The Echelon project also continues to be a major drain on the company's finances. The $4.8 billion development on the Las Vegas strip halted construction two years ago, but there are no plans to restart the project in the near future. "Buying an existing property is a much better opportunity than building something from the ground up," said Boyd CFO Josh Hirsberg.
Pinnacle on the Downslide
Las Vegas-based casino operator Pinnacle Entertainment reported a $49.3 million second-quarter loss. The company's revenue was improved by the opening of a new casino in suburban St. Louis, but it wasn't enough to offset Pinnacle's costly decision to scrap plans for a casino project in Lake Charles, Louisiana. The loss meant a drop of 81 cents per share compared to a net gain of eight cents per share during the same period in 2009.

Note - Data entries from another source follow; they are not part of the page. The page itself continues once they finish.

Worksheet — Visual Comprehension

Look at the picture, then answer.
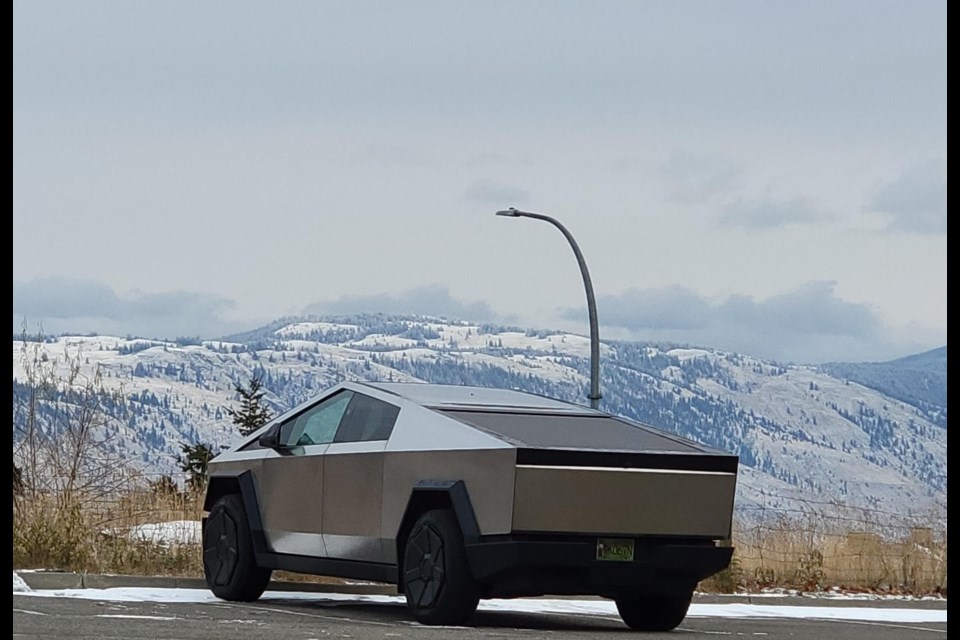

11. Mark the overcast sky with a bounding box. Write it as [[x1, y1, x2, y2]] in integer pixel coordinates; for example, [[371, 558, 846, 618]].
[[13, 1, 946, 364]]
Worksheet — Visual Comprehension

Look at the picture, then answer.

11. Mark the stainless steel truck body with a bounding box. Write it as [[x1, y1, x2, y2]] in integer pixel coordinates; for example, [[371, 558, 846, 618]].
[[203, 382, 738, 630]]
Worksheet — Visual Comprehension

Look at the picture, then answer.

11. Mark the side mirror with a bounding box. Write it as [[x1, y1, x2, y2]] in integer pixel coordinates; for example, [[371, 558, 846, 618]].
[[258, 430, 281, 449]]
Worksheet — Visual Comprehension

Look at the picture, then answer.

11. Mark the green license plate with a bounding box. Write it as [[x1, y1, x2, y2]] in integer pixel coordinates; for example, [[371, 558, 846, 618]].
[[596, 538, 634, 561]]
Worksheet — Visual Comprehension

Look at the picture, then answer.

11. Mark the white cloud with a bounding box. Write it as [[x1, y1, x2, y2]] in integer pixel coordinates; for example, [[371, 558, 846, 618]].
[[718, 195, 827, 229], [660, 151, 743, 204], [13, 278, 241, 339], [867, 158, 946, 234], [304, 284, 498, 322], [563, 285, 710, 331], [12, 1, 945, 360], [560, 281, 924, 364]]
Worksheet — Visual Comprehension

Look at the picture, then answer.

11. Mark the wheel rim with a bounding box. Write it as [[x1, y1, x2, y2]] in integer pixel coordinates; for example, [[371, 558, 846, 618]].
[[203, 508, 239, 586], [404, 523, 446, 609]]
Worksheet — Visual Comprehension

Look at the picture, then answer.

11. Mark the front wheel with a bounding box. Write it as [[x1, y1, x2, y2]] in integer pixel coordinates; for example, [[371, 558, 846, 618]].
[[203, 494, 272, 601], [402, 509, 480, 625], [615, 592, 693, 631]]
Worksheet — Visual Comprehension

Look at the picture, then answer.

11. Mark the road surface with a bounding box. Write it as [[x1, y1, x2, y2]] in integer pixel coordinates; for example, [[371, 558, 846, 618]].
[[14, 592, 946, 639]]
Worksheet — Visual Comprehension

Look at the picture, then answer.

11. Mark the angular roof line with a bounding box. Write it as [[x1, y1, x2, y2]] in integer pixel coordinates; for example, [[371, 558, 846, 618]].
[[359, 381, 596, 414]]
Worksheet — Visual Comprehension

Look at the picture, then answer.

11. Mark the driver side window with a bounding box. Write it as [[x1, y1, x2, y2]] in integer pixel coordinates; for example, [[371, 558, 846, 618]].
[[279, 391, 354, 447]]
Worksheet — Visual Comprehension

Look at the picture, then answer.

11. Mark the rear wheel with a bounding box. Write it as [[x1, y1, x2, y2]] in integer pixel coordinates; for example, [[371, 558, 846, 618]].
[[402, 509, 480, 625], [203, 494, 272, 601], [615, 592, 693, 631]]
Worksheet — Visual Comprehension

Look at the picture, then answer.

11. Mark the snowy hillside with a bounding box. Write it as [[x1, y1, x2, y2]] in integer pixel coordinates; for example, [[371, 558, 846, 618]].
[[11, 314, 947, 524], [819, 347, 947, 427]]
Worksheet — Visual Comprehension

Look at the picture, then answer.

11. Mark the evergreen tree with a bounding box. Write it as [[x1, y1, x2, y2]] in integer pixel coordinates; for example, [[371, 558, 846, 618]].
[[178, 442, 217, 491], [226, 374, 273, 436]]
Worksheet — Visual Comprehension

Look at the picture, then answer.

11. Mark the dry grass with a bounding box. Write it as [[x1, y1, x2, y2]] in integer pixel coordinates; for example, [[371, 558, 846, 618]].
[[717, 516, 948, 595], [13, 485, 205, 577], [14, 484, 948, 596]]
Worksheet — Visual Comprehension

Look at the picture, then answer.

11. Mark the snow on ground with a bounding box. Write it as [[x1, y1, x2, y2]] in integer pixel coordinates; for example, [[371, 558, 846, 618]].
[[12, 583, 946, 623], [106, 521, 201, 547], [732, 587, 947, 602], [275, 322, 360, 337], [13, 573, 32, 593], [346, 334, 419, 349], [665, 348, 712, 362]]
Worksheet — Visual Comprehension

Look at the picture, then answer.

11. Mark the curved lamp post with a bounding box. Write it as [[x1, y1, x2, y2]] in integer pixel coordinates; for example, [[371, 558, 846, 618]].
[[495, 207, 602, 410]]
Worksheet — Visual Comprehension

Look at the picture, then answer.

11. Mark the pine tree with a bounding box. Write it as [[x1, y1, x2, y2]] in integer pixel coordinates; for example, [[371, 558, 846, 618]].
[[178, 442, 217, 492], [226, 374, 273, 436]]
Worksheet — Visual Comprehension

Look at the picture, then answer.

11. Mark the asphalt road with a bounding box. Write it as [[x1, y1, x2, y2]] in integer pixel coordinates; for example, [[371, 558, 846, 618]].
[[13, 593, 947, 640]]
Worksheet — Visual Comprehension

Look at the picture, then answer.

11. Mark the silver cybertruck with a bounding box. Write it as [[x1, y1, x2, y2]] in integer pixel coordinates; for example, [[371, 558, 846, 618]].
[[202, 382, 738, 630]]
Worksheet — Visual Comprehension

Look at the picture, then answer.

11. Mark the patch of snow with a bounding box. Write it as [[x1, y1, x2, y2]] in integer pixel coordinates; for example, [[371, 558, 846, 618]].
[[11, 324, 947, 521], [481, 598, 948, 623], [666, 348, 712, 361], [347, 334, 419, 349], [14, 587, 947, 623], [685, 603, 946, 623], [95, 614, 180, 620], [721, 588, 947, 602], [276, 322, 359, 337], [661, 365, 684, 381], [106, 521, 201, 547], [13, 573, 32, 593]]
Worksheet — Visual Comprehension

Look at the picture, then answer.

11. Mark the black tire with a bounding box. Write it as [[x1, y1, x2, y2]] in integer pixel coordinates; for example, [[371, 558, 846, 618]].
[[203, 493, 272, 601], [615, 592, 693, 631], [402, 509, 480, 626]]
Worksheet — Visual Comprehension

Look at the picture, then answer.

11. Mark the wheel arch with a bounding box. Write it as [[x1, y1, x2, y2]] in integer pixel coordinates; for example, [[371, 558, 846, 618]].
[[394, 480, 480, 593], [204, 470, 268, 556]]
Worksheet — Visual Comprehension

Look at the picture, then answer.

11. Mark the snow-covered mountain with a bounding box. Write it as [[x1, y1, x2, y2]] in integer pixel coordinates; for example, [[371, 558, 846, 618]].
[[11, 314, 947, 525], [819, 347, 947, 428]]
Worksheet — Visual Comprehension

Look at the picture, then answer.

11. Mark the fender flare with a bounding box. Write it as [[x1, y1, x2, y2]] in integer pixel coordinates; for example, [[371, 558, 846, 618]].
[[397, 479, 481, 544], [204, 470, 269, 555], [394, 479, 481, 594]]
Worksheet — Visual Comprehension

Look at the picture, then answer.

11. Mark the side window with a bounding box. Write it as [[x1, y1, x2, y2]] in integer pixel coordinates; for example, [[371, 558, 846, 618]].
[[334, 393, 400, 443], [278, 391, 353, 447]]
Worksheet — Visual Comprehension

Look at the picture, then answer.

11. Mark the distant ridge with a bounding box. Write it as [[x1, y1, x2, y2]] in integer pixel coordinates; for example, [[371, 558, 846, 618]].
[[819, 346, 946, 427], [12, 314, 947, 521]]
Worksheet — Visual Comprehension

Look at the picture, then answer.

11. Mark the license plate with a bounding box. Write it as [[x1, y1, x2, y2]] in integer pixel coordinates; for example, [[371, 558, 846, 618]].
[[596, 538, 634, 562]]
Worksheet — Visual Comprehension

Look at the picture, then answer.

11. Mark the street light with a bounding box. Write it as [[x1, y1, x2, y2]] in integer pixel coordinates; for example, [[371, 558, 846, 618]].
[[495, 207, 602, 410]]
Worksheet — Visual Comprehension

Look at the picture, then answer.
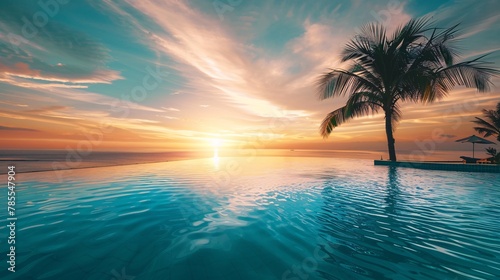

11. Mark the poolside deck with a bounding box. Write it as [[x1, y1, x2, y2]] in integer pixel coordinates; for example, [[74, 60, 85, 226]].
[[374, 160, 500, 173]]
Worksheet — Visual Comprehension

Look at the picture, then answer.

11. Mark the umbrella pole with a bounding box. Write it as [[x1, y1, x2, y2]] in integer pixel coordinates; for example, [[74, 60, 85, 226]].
[[473, 142, 475, 158]]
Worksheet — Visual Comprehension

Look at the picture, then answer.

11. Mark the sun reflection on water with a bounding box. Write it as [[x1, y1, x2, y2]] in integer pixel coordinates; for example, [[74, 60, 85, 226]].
[[213, 148, 219, 169], [211, 138, 221, 169]]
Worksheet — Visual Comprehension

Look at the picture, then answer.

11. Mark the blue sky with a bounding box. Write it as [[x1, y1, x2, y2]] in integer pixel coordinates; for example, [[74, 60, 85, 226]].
[[0, 0, 499, 153]]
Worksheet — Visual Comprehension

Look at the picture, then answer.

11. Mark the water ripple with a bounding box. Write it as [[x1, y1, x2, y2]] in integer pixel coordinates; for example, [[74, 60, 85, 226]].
[[0, 157, 499, 279]]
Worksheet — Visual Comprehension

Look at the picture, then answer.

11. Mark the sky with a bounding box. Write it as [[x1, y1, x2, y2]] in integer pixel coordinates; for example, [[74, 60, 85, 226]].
[[0, 0, 499, 155]]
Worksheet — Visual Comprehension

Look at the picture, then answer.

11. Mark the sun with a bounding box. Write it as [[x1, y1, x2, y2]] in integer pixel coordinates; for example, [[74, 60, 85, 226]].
[[211, 138, 221, 169], [211, 138, 222, 147]]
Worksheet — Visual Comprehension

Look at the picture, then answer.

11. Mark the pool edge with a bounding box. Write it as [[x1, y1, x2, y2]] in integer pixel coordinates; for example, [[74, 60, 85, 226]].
[[374, 160, 500, 173]]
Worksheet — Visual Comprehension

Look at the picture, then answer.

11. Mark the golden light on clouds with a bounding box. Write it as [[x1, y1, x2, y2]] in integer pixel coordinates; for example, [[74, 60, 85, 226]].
[[0, 0, 498, 153]]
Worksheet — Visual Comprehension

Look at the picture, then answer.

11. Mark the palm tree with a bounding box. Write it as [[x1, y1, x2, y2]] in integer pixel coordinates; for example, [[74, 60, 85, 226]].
[[485, 147, 499, 164], [317, 18, 498, 161], [472, 102, 500, 142]]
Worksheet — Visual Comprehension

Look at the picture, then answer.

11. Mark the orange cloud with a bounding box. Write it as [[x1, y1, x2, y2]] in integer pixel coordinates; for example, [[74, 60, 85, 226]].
[[0, 62, 40, 77]]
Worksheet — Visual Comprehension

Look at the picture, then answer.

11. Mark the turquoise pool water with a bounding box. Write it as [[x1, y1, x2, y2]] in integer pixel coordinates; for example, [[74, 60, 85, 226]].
[[1, 157, 499, 279]]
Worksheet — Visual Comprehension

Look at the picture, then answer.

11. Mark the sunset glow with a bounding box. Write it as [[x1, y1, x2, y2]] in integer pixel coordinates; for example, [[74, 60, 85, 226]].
[[1, 2, 500, 279], [211, 138, 222, 148], [0, 0, 499, 154]]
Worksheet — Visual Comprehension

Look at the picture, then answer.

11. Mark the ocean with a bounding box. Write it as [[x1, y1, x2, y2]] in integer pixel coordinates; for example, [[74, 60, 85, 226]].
[[0, 148, 481, 176]]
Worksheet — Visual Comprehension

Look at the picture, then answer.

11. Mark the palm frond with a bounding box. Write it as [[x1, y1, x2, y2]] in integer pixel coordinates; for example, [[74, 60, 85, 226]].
[[350, 63, 383, 90], [397, 67, 435, 102], [425, 57, 499, 102], [473, 127, 496, 138], [320, 107, 346, 138], [485, 147, 497, 157], [404, 22, 461, 76], [359, 22, 386, 46], [483, 108, 500, 126], [320, 94, 381, 138], [472, 116, 500, 137], [430, 23, 462, 66], [341, 35, 375, 63], [389, 17, 431, 52], [345, 91, 384, 112], [316, 69, 382, 100], [426, 75, 453, 101]]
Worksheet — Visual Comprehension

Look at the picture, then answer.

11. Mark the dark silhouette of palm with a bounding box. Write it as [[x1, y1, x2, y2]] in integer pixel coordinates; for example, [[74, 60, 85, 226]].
[[472, 102, 500, 142], [316, 18, 498, 161]]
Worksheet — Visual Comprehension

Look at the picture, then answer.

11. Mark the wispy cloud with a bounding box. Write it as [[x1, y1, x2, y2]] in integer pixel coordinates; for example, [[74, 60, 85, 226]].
[[0, 61, 123, 89], [0, 3, 124, 90], [161, 107, 180, 112], [25, 105, 70, 114], [0, 100, 28, 107], [98, 0, 317, 120], [0, 125, 39, 132]]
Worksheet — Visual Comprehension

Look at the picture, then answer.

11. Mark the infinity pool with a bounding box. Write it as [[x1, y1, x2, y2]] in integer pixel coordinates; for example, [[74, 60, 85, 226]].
[[1, 157, 499, 279]]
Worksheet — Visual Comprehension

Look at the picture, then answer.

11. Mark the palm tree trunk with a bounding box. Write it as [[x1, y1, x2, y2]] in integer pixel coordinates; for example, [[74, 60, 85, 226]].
[[385, 110, 397, 161]]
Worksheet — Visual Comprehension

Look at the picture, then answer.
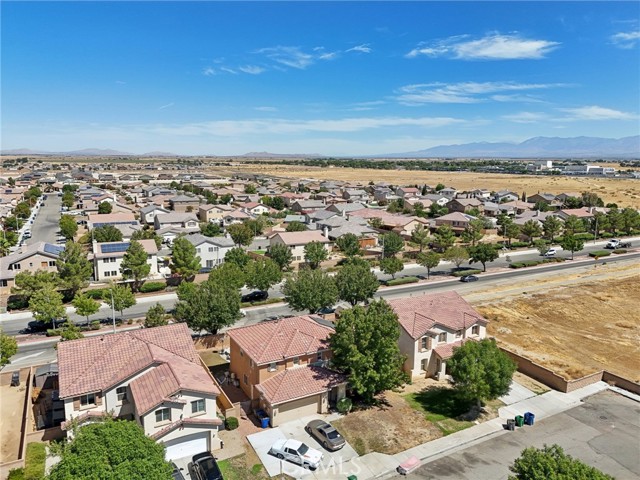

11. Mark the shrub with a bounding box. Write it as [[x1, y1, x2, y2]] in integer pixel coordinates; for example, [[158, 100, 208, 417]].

Anthony Sanfilippo, a former Harrah's executive who took over as Pinnacle CEO in April, explained that "Pinnicale is still in the early stages of implementing strategies to improve both property revenues and operating margins."
Read more on Pinnacle's quarterly report here.
What? Good News? Macau Profits on the Rise
Need something to cheer you up after all of the gloom and doom? Look forward to next week's report on Macau's post-World Cup boom. Wynn Resorts Ltd. and Las Vegas Sands Corp. both posted better-than-expected numbers thanks to strong returns from their Macau properties. The news was enough to propel Sands stock to its highest point in nearly two years. Even the MGM's depressing second quarter had one bright spot: a significant improvement in the performance of the MGM Grand Macau.